Dmitry Muromtsev, ITMO, Head of the International
Laboratory of Intellectual Methods of Information Processing and Semantic Technologies, and Head
of the IPM Department , spoke about the essence of ontological modeling, the use of knowledge graphs in business processes and the work on creating conversational intelligence.
Interviewer: Anna Angelova (A.A.)
Respondent: Dmitry Muromtsev (D.M.)
. .: What is the essence of ontological modeling and how is the compilation of knowledge graphs going on?
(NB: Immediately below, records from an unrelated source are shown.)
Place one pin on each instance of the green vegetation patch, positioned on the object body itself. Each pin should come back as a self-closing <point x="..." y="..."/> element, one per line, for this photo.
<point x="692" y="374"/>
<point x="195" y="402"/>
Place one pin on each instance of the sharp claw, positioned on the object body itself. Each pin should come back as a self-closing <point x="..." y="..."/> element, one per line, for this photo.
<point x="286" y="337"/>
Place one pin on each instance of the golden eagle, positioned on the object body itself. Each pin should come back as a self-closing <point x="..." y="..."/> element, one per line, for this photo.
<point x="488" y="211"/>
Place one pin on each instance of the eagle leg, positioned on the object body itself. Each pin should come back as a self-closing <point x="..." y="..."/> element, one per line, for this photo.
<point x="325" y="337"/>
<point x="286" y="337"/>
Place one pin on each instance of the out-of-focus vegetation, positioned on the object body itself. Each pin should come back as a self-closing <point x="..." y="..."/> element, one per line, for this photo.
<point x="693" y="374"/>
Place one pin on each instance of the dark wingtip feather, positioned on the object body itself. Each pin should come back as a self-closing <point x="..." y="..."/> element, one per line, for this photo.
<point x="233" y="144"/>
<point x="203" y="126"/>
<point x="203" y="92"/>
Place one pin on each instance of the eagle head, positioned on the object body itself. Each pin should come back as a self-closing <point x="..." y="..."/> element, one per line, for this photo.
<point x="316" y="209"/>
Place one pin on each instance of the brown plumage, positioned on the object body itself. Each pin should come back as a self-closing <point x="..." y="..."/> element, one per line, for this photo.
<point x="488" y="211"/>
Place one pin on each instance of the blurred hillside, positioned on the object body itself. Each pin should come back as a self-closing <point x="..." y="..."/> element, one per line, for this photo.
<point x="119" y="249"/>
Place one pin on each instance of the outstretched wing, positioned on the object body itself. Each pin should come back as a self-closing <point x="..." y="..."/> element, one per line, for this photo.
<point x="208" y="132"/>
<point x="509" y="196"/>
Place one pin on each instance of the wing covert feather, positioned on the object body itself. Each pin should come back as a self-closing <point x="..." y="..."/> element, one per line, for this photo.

D.M .: Ontological modeling is the compilation of information models in the form of conceptual descriptions of subject areas that meet certain standards. There are special languages for ontologies, they are standardized and already used in the industry. The main purpose of ontologies is the description of data and knowledge schemes that may exist in a wide variety of sources. The problem is that these sources are many, they differ greatly in the type of data storage, in software architecture, and so on. To link them into a single information space, we need special integration mechanisms — they are ontologies. They are used when integrating databases, describing poorly structured data on the Internet, when creating knowledge bases on a specific topic or non-thematic, large knowledge bases - for example, based on Wikipedia information.
The process of creation itself involves the participation of subject matter experts: experts are always involved in those issues for which data will be presented in the knowledge column. For example, it may be issues related to cultural heritage, medicine, education, with some kind of production.
These experts identify key concepts - objects that are critical for this subject area. For example, cultural heritage is the objects of art, the creators of these objects, the process of creativity, the processes of restoration or some modifications (if it is an architectural object, it could be rebuilt), these are issues of display, storage, etc. All that is important for a full description of the subject the area, the expert formulates. Further relations, communications between these objects are designated. This formalized description allows you to subsequently make queries to knowledge columns.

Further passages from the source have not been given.